In Rocks In My Pockets, a lively animated documentary billed (a touch reductively) as "a funny film about depression," Latvian-American Signe Baumane describes in detail one of her several attempts to commit suicide after she turned 18.
The minutiae of her planning are more graphic than you might care to hear, and the tone, delivered in Baumane's fetchingly accented voiceover, is breezy and droll. "One must be considerate to one's fellow citizens," she says, her voice rising to comic hysteria edged with existential panic.
So there's provocation here, designed no doubt to head off the hushed reverence or swift moral judgments with which we try to talk this difficult, frightening subject into submission. But there's no lack of sympathy in Baumane's genealogical digging to find out why a bunch of her extended family members died suspiciously young or "failed to live up to their full potential." Coasting over the denials and euphemisms offered by nervous uncles and cousins, Baumane uncovers a gene pool heavily freighted with mental illness, depression and self-annihilation.

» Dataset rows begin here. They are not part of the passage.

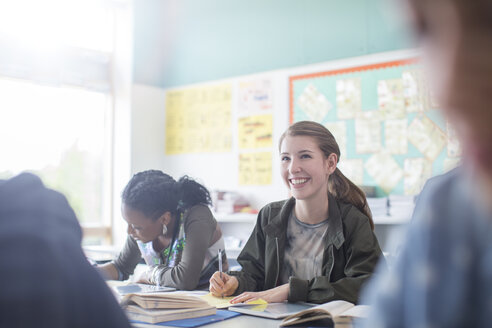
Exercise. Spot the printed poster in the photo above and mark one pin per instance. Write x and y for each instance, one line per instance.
(198, 120)
(383, 168)
(454, 147)
(255, 131)
(348, 98)
(416, 172)
(390, 99)
(396, 140)
(427, 137)
(368, 132)
(255, 168)
(415, 91)
(353, 169)
(314, 104)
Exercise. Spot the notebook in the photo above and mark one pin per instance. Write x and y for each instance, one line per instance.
(271, 310)
(220, 315)
(141, 288)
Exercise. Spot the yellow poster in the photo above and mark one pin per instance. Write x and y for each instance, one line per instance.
(255, 168)
(199, 120)
(255, 131)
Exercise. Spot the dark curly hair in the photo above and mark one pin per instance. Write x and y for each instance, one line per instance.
(153, 193)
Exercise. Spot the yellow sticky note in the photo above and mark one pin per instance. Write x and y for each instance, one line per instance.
(258, 301)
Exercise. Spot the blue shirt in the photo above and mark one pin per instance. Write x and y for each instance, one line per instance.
(443, 276)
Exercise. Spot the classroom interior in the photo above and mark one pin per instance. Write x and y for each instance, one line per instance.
(87, 88)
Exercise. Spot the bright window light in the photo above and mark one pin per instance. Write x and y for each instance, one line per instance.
(61, 134)
(56, 100)
(48, 24)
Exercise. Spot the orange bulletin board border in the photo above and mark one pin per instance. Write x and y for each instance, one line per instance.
(346, 70)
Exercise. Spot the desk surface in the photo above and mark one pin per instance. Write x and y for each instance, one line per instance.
(242, 321)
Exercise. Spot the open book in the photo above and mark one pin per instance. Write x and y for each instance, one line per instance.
(159, 307)
(340, 313)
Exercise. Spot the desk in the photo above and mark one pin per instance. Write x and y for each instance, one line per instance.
(242, 321)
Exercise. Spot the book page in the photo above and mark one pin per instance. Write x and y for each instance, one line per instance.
(323, 311)
(358, 311)
(334, 308)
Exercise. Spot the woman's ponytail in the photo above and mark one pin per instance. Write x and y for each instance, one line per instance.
(338, 185)
(190, 193)
(345, 190)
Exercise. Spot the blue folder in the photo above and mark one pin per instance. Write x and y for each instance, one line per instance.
(221, 315)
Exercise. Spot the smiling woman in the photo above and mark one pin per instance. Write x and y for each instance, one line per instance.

Using an inventive blend of stop-motion with papier mache sets that recall the Czech avant-garde surrealist Jan Svankmajer with maybe a touch of Chagall, Baumane reconstructs the life of her grandmother in 1920s Latvia, who was found standing in a river, minus the rocks she'd forgotten to pack for her pockets. After raising eight children as gifted and as cursed with melancholy as she was, she died at age 50 of, family members say, "exhaustion" or "a weak heart."
Baumane begs to differ. She recasts her family saga as a recurring lineage of women with a genetic predisposition to artistry and intellect, coupled with severe depression and/or psychosis. That much seems incontrovertible, but Rocks In My Pockets pushes interpretation further in ways that made me a little queasy.

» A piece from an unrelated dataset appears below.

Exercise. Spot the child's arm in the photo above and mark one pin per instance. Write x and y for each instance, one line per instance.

One after another, aunts and girl-cousins show exceptional early promise in the arts and sciences, only to have their ambitions dashed in the shoals of marriage, motherhood and the hair-raising vagaries of Soviet psychiatry. (This last, trust me, deserves a scary movie of its own.)
Either extreme depression and psychosis afflicted only the females in Baumane's family, or she has left out the men except to fold them into a narrative of domestic oppression and/or incomprehension much like her own passage through marriage to another artist and the birth of her son, all of which led to a severe breakdown. After a spell in a mental hospital, she threw away her pills, divorced her husband and fled (with or without her son, who was cared for by her parents) to New York to pursue her art.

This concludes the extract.